30-60 minutes to see productivity improvements

Steps

  1. 1Install product management skill
  2. 2Start with user story generation for known feature
  3. 3Progress to competitive analysis: research 2-3 competitors
  4. 4Use for roadmap prioritization: apply RICE/ICE scoring
  5. 5Draft stakeholder communications and refine based on feedback
  6. 6Build template library for recurring PM tasks
  7. 7Share effective prompts with product team

Common Pitfalls

  • Not validating competitive research—verify facts before sharing
  • Accepting user stories without involving engineering team
  • Over-relying on frameworks without qualitative judgment
  • Not customizing outputs to company culture and communication style
  • Skipping stakeholder validation of generated requirements

Best Practices

✓ Do

  • +Validate research and competitive analysis with real data
  • +Collaborate with engineering when generating technical requirements
  • +Customize frameworks and templates to your company context
  • +Use skill for first drafts, refine with stakeholder input
  • +Document successful prompt patterns for PM tasks
  • +Combine AI efficiency with human judgment and intuition

✗ Don't

  • Don't publish competitive analysis without fact-checking
  • Don't finalize user stories without engineering review
  • Don't make prioritization decisions solely on AI scoring
  • Don't skip customer validation of generated requirements
  • Don't ignore company-specific context and culture

💡 Pro Tips

  • Provide context: company goals, constraints, customer feedback
  • Ask for alternatives: 'Show 3 ways to prioritize this roadmap'
  • Request stakeholder-specific formatting: 'Executive summary vs. engineering spec'
  • Use skill for 70% generation + 30% customization to company needs

When to Use This

✓ Use when

Use for user story writing, competitive research, roadmap prioritization, stakeholder communication, and PRD drafting.

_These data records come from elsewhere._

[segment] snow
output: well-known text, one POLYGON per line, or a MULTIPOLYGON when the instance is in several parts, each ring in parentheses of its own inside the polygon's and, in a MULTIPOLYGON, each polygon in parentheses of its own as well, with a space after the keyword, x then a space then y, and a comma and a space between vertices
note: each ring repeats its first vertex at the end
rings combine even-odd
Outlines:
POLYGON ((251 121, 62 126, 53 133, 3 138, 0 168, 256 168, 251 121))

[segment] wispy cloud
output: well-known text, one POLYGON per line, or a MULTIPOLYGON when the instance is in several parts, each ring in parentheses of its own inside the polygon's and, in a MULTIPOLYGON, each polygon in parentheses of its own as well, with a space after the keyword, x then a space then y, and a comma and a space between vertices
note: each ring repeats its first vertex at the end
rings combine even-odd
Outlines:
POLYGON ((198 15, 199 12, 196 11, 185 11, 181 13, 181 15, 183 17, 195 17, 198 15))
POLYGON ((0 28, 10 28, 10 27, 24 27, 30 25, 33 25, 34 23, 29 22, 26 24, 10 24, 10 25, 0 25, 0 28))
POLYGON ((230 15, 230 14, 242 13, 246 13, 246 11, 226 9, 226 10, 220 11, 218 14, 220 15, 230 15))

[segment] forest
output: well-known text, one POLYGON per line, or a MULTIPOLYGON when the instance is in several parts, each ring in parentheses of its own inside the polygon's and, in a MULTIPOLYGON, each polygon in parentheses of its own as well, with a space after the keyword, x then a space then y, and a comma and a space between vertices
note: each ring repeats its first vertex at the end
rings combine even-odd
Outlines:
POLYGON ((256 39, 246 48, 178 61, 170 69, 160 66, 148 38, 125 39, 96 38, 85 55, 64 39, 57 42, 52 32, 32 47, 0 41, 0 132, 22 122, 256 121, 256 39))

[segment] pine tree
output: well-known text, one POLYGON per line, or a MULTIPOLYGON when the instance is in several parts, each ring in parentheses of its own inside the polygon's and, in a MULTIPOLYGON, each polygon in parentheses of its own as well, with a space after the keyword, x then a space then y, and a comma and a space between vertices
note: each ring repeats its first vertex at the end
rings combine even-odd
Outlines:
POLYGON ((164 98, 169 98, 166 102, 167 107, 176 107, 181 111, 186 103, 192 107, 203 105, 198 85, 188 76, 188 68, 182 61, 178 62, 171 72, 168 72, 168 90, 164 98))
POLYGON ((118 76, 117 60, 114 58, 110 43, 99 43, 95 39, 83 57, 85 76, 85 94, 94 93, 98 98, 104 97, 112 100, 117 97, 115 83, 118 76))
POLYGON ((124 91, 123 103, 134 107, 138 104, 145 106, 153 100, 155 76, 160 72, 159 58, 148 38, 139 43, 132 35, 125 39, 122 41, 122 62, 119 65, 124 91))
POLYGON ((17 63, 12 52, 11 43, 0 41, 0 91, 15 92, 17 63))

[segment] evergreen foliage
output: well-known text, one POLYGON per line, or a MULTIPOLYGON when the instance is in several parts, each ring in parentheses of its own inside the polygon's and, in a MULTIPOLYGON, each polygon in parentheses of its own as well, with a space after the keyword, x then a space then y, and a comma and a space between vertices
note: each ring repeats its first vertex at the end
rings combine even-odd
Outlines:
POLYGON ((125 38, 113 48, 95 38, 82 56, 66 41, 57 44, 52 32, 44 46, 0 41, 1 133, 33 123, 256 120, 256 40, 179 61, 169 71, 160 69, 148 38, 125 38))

Best for reducing repetitive documentation and research work.

✗ Avoid when

Avoid for strategic product vision (requires deep customer empathy), pricing decisions (needs market and financial expertise), or when face-to-face customer discovery is more valuable than speed.

Learning Path

  1. 1Basic: user stories, feature specs, status updates
  2. 2Intermediate: competitive analysis, prioritization frameworks, PRDs
  3. 3Advanced: product strategy, go-to-market planning, OKR setting
  4. 4Expert: product vision, market positioning, business model innovation

Related Skills

Reviews

4.626 reviews
  • C
    Chen NasserSep 21, 2024

    Useful defaults in codebase-search — fewer surprises than typical one-off scripts, and it plays nicely with `npx skills` flows.

  • O
    OshnikdeepSep 17, 2024

    Keeps context tight: codebase-search is the kind of skill you can hand to a new teammate without a long onboarding doc.

  • A
    Arya MenonSep 9, 2024

    We added codebase-search from the explainx registry; install was straightforward and the SKILL.md answered most questions upfront.

  • K
    Kofi MalhotraAug 28, 2024

    Solid pick for teams standardizing on skills: codebase-search is focused, and the summary matches what you get after install.

  • N
    Naina FloresAug 12, 2024

    codebase-search is among the better-maintained entries we tried; worth keeping pinned for repeat workflows.

  • G
    Ganesh MohaneAug 8, 2024

    codebase-search has been reliable in day-to-day use. Documentation quality is above average for community skills.

  • S
    Sakshi PatilJul 27, 2024

    Solid pick for teams standardizing on skills: codebase-search is focused, and the summary matches what you get after install.

  • I
    Isabella AndersonJul 19, 2024

    codebase-search has been reliable in day-to-day use. Documentation quality is above average for community skills.

  • A
    Amelia TaylorJul 11, 2024

    Registry listing for codebase-search matched our evaluation — installs cleanly and behaves as described in the markdown.

  • A
    Amelia AbebeJul 3, 2024

    codebase-search reduced setup friction for our internal harness; good balance of opinion and flexibility.